Em 1968, com 31 anos e responsável pelo desenvolvimento da Porsche, Ferdinand Piech decidiu gastar dois terços do orçamento anual da casa de Zuffenhausen para construir 25 unidades do Porsche 917, equipado com um motor de 12 cilindros refrigerado a ar com 600 CV e sem ser testado. Os membros da família quase se descabelaram perante esta ousadia do jovem Piech, acusando-o de ser irresponsável ao arriscar tanto dinheiro. Felizmente as coisas correram bem, mas Piech, muito mais tarde nomeou o 917 como “o carro mais arriscado da minha carreira!” O primeiro ano do carro foi um fracasso, mas depois o 917 tornou-se num dos melhores carros de competição de sempre e um dos mais bem-sucedidos carros da sua era.

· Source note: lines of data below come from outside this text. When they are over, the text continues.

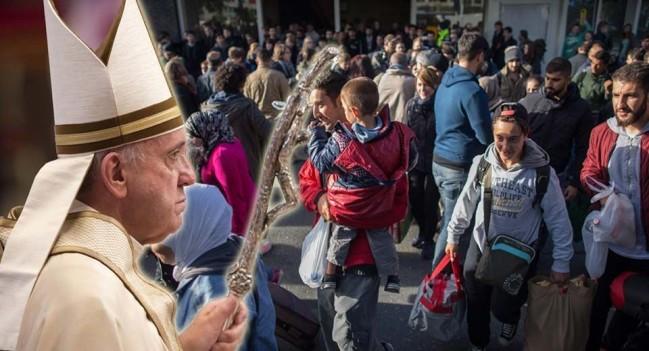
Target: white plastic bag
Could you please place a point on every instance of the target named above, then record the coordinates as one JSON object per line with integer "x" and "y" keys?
{"x": 314, "y": 254}
{"x": 615, "y": 223}
{"x": 596, "y": 252}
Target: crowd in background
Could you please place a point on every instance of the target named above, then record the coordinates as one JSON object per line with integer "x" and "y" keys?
{"x": 450, "y": 87}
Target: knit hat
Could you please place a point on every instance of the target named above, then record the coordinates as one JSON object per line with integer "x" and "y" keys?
{"x": 512, "y": 53}
{"x": 434, "y": 59}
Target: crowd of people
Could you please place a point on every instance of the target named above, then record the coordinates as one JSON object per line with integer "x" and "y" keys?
{"x": 448, "y": 115}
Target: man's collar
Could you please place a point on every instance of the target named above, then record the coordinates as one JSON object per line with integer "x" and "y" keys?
{"x": 78, "y": 206}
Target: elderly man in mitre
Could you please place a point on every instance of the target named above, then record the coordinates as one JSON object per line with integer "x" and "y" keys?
{"x": 68, "y": 275}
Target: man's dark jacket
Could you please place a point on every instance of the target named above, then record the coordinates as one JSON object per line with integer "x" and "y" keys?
{"x": 561, "y": 128}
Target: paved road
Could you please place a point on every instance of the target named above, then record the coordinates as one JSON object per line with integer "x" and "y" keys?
{"x": 287, "y": 235}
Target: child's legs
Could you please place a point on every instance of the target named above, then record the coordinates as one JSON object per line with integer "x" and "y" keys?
{"x": 384, "y": 251}
{"x": 341, "y": 238}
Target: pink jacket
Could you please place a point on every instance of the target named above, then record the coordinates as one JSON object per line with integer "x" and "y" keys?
{"x": 227, "y": 168}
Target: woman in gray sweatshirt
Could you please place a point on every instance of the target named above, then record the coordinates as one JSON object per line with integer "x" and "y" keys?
{"x": 514, "y": 161}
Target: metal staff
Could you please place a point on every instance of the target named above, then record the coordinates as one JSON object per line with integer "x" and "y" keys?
{"x": 288, "y": 127}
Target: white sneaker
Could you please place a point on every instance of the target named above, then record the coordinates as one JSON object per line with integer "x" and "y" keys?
{"x": 265, "y": 246}
{"x": 507, "y": 333}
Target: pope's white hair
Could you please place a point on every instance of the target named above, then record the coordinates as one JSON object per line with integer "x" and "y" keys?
{"x": 130, "y": 154}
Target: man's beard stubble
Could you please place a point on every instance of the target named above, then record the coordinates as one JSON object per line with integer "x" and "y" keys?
{"x": 634, "y": 115}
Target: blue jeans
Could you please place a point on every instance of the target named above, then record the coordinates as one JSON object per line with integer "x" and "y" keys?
{"x": 450, "y": 183}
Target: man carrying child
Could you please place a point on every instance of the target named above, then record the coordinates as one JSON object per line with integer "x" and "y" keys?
{"x": 361, "y": 186}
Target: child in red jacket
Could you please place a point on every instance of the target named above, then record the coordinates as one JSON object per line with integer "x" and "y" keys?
{"x": 367, "y": 158}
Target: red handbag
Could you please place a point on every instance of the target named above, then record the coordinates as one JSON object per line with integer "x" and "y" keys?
{"x": 441, "y": 291}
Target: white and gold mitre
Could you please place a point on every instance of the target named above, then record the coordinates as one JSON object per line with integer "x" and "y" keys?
{"x": 104, "y": 99}
{"x": 115, "y": 96}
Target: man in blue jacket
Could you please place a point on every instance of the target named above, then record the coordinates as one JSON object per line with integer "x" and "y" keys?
{"x": 463, "y": 126}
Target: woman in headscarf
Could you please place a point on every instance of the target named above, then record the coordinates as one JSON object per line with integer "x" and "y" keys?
{"x": 202, "y": 250}
{"x": 219, "y": 159}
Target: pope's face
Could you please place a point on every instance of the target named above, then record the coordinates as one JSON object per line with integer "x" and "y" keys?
{"x": 155, "y": 197}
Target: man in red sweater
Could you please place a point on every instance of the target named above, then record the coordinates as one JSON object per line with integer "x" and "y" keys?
{"x": 619, "y": 154}
{"x": 346, "y": 314}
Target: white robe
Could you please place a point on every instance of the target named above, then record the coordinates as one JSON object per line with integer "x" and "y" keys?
{"x": 90, "y": 296}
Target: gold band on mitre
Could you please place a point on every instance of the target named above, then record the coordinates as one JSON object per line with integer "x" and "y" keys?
{"x": 127, "y": 128}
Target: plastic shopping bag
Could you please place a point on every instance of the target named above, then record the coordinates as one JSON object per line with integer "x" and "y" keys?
{"x": 616, "y": 221}
{"x": 440, "y": 304}
{"x": 558, "y": 317}
{"x": 314, "y": 254}
{"x": 596, "y": 251}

Venceu as 24 Hora de Le Mans em 1970 e continua a ser um carro idolatrado tantos anos depois.
Ferdinand Karl Piech nem sempre trabalhou na Porsche. O seu cargo de diretor técnico esfumou-se em 1972 quando o seu avô decidiu que todos os membros da família deveriam deixar os seus cargos de direção. Ferdinand Porsche não queria que as decisões sobre o negócio criassem mais fraturas na família – longe estava ele de perceber que essas fraturas perduraram durante décadas. Assim sendo, Piech decidiu criar uma empresa de engenharia em Estugarda, curiosamente, local das sedes de Mercedes e Porsche. E a Mercedes decidiu confiar à empresa de Ferdinand Piech o desenvolvimento de um motor de cinco cilndros diesel atmosférico, feito com base no existente quatro cilindros. Foi assim que Piech desenhou o bloco OM617 que se estrou em 1974 com o 240D 3.0 (W115) e mais tarde no 300SD (W116 e W126). Foi este motor que forjou a reputação da Mercedes de fazer carros e motores indestrutíveis e capazes de cumprir milhões de quilómetros. E apesar de ser um motor sem aparente capacidade desportiva, mas o OM617 com sobrealimentação e 190 CV, estabeleceu 16 recordes de velocidade na pista de Nardó montado no C111-IID.
Foram poucos os meses que Ferdinand Piech esteve a trabalhar como independente, pois em 1972 entrou na Audi e subiu na hierarquia de forma fulgurante, ao ponto de chegar ao conselho de administração como responsável da pesquisa e desenvolvimento em 1975. Neste cargo, reinventou a imagem da Audi e foi o responsável pelo crescimento da marca através da tecnologia. Em 1976 a Audi lançou o primeiro motor de cinco cilindros aplicado no 100 5E, uma arquitetura única que definiu a Audi no célebre Quattro e que ainda hoje mos modelos desportivos da Audi como o RS3 e o TT.
Um dos exemplos da forma de estar de Ferdinand Piech ficou plasmado no desenvolvimento do Audi 100. Preocupado com as fugas de informação e com algum engenheiro que pudesse sair da Audi e levasse consigo os segredos da aerodinâmica do carro. Assim, usou vários túneis de vento em Hamburgo, Estugarda, Wolfsburgo e Turim. Desta forma foram sendo juntas as peças do carro, formando um puzzle que só seria conhecido totalmente quando o carro foi lançado.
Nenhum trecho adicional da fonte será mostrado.